Lesson: The repair guy gave us advice that was good for us (don't do the repair, buy a new dishwasher) and bad for him (him losing out on the $300 charge). We decided to buy a new dishwasher. But, since he was honest and gave us good advice, we will use this repair guy again and definitely recommend him to others if ever asked. So, do the right thing now, even if you have to forego short-term profits, and you will get rewards later.
Step 4: I looked online for dishwashers. What I cared about in the purchase were the following: price, cleans well, time savings (i.e., don't need to rinse dishes before loading), looks nice (we wanted a stainless steel front), and is relatively quiet.
Lesson: not every customer cares about every feature. Many of the dishwashers promoted 9 different programs and cycles (like special cycles for glassware). My wife nor I have ever used these, so we didn't care too much about them.

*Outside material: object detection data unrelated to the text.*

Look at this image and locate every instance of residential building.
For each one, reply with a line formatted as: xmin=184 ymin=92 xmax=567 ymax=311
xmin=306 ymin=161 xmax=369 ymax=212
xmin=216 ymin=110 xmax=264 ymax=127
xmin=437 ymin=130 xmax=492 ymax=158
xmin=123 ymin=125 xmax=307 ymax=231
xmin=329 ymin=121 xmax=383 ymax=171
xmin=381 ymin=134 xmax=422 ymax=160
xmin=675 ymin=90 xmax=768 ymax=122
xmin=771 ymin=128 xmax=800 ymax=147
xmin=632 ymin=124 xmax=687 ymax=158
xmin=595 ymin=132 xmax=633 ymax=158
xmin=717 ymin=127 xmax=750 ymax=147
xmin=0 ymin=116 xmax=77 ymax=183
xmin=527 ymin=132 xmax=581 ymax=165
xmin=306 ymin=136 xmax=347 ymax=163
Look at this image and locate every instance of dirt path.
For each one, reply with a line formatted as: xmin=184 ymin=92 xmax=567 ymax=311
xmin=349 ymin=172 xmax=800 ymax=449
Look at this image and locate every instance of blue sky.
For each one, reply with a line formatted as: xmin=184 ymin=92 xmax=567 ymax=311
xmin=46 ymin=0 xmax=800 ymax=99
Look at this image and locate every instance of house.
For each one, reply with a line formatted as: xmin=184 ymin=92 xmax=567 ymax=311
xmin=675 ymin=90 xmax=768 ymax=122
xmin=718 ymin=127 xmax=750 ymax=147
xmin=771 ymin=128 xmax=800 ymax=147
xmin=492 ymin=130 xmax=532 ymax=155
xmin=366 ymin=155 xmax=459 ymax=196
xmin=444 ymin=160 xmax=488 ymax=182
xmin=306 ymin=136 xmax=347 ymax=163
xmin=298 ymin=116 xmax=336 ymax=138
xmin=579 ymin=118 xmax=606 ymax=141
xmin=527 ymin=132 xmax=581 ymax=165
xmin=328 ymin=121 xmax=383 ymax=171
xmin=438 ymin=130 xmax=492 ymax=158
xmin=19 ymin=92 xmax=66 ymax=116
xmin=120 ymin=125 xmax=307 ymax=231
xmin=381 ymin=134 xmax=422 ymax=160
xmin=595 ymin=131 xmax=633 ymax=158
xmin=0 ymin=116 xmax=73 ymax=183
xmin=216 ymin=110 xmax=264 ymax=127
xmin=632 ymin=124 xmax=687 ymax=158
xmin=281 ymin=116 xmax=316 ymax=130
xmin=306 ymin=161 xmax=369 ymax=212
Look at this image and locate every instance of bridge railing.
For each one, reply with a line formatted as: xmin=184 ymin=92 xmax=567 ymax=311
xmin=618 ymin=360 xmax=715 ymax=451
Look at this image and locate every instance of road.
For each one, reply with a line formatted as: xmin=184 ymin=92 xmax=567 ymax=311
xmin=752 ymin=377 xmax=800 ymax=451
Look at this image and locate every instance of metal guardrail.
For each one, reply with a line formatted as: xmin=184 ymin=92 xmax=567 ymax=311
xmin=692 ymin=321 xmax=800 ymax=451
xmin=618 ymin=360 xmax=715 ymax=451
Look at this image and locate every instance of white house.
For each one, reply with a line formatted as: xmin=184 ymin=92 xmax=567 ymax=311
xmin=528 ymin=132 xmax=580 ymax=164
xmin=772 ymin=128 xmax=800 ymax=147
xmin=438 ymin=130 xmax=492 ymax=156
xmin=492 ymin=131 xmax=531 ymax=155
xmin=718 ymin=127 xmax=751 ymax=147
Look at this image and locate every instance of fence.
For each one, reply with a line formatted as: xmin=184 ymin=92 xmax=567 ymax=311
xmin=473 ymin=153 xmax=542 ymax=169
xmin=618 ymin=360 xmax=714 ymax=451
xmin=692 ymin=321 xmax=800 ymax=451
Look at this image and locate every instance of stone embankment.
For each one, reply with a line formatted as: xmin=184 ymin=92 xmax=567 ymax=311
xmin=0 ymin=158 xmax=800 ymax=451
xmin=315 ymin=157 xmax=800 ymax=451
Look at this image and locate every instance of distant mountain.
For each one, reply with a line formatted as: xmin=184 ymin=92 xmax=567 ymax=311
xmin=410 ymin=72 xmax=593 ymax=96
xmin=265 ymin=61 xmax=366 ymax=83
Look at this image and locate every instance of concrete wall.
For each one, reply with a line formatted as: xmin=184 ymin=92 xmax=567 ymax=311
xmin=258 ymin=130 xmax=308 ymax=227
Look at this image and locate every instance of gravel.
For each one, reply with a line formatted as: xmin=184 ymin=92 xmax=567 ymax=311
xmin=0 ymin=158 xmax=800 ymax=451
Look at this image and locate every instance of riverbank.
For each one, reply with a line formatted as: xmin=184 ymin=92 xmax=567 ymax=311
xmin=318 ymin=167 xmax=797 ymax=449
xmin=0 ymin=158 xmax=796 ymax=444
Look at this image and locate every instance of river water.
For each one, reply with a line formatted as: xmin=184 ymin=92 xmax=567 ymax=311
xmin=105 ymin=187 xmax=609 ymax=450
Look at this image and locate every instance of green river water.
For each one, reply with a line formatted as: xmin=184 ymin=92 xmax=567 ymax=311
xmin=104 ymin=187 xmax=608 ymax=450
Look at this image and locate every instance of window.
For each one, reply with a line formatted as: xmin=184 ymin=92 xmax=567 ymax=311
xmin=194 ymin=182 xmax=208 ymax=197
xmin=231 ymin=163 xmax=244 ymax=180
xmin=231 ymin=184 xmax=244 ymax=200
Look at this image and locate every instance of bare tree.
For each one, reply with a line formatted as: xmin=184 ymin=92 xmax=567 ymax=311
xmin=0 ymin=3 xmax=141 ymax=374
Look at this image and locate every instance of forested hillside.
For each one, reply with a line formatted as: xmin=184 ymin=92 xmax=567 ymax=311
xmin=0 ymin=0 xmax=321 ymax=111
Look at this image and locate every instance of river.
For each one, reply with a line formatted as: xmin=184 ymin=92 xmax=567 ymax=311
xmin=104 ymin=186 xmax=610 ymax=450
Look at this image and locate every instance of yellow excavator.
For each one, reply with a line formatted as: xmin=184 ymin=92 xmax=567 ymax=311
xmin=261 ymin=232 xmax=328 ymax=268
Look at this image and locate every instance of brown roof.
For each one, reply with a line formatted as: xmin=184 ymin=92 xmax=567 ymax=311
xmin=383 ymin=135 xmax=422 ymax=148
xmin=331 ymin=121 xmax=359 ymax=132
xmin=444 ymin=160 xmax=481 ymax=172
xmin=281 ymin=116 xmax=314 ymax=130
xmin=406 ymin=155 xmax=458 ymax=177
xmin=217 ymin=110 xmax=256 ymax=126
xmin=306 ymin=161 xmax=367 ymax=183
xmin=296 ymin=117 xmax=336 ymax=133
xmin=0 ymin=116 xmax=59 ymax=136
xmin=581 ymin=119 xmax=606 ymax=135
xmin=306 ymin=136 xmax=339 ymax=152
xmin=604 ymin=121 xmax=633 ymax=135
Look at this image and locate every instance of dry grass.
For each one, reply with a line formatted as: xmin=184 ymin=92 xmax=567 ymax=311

Another lesson: I looked at customer reviews online to see what others said about the different dishwasher models. If you sell someone a product or service, you should follow-up with them to make sure they are satisfied (or to satisfy them if they are not satisfied). Because your customers may post their comments online (or offline) which will influence your future sales.
Step 5: I bought the dishwasher. I paid extra for installation and haul-away of my old dishwasher and bought a 3-year warranty.
Lesson: These add-on sales increased the total sales price by 24% and must have increased their profits by a lot too. And these upsells were things that I wanted. The lesson is that you must upsell your customers by offering them items that will better satisfy them.
Final lesson: My wife and I don't represent every shopper. Not every shopper goes online to try to solve a problem themselves or to compare products. Not every shopper doesn't care about certain product features. And not ever shopper is going to take your upsells.
But, make sure you figure out your main customer segments, think about how they will buy and make decisions, and create sales and marketing strategies that are in line with this.